Néanmoins, le format proposé aujourd’hui, des élections générales, avec des législatives et une présidentielle, laisse aussi certains sceptiques. Ainsi le poste de président n’existe pas dans les documents constitutionnels du moment. On veut donc créer un exécutif fort, alors que c’est un pays qui est très fragile, très polarisé, Si les Etats-Unis, le pays fort et démocrate n’arrivent pas à bien vivre l’élection présidentielle, donc on ne voit pas pourquoi et comment la Libye le vivrait bien.

Espérons que les résultats de ce travail seront mis en œuvre au lieu de rester simplement sur un autre papier après une autre conférence.

Quels sont les scénarios possibles ?

A court et à moyen terme, il est possible que la situation soit plus claire, avec un compromis Turco- Russe. De même les positions des acteurs régionaux et internationaux seront plus claires tel que l’Egypte et les Emirats , l’Algérie , l’UE et les Nations Unies.

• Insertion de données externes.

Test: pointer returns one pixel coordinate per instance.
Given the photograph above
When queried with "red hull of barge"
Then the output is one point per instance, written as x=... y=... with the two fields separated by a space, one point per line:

Il faut s’attendre à quelques scénarios possibles, le dialogue politique inter libyen n’est qu’un tremplin soit pour une solution politique ou le chaos.

Une Libye unie qui gouverne depuis Tarabouls suite à un accord politique ou une solution militaire

Ecarter le Maréchal Haftar de sa position en tant que commandant en chef de l’Armée nationale libyenne(malgré les efforts égyptiens) sous une pression Russe et Française ou le garder à Benghazi (une option que les Emirats encourage) le temps que les conventions politiques seront signées et débuter les discussions entre les parties sans conditions préalables. Un scénario qui dépendra des Etats unies et de l’évolution de la situation libyenne et de la capacité de la Russie et de la Turquie à trouver un consensus .

Cette situation arrange la Russie qui est consciente qu’elle ne peut pas exercer de pression militaire comme elle l’a fait en Syrie, en raison des enjeux internationaux.  Elle arrange également les Etats unis et l’Europe à maintenir leurs intérêts.

Un tel scénario peut créer une stabilité politique et un environnement favorable pour les élections.

Pour une solution politique optimale!

Si les mercenaires étrangers seront incapables de trouver une formule d’équilibre pour une solution politique optimale et si les forces pro- Haftar reculent dans la région de l’Est (malgré les efforts des mercenaires qui le soutiennent dans sa campagne extrêmement difficile face aux nouvelles règles du jeu sur le terrain, les forces qui soutenaient Tarabouls seront en position d’attaque après avoir étaient en défense.

Et si la situation se complique, cela peut ouvrir la porte à d’autre mercenaires d’entrée en jeu.

En définition, la solution finale de la crise libyenne ne semble pas proche à se former car il n’y a pas suffisamment d’indicateurs pour aider à dresser un tableau de bord clair de la situation prévue, et la solution sera liée au développement que la Libye connaîtra à court terme.

Dans un an ou deux au moins,des nouveaux éléments d’influences apparaîtront pour former une nouvelle situation politique en Libye.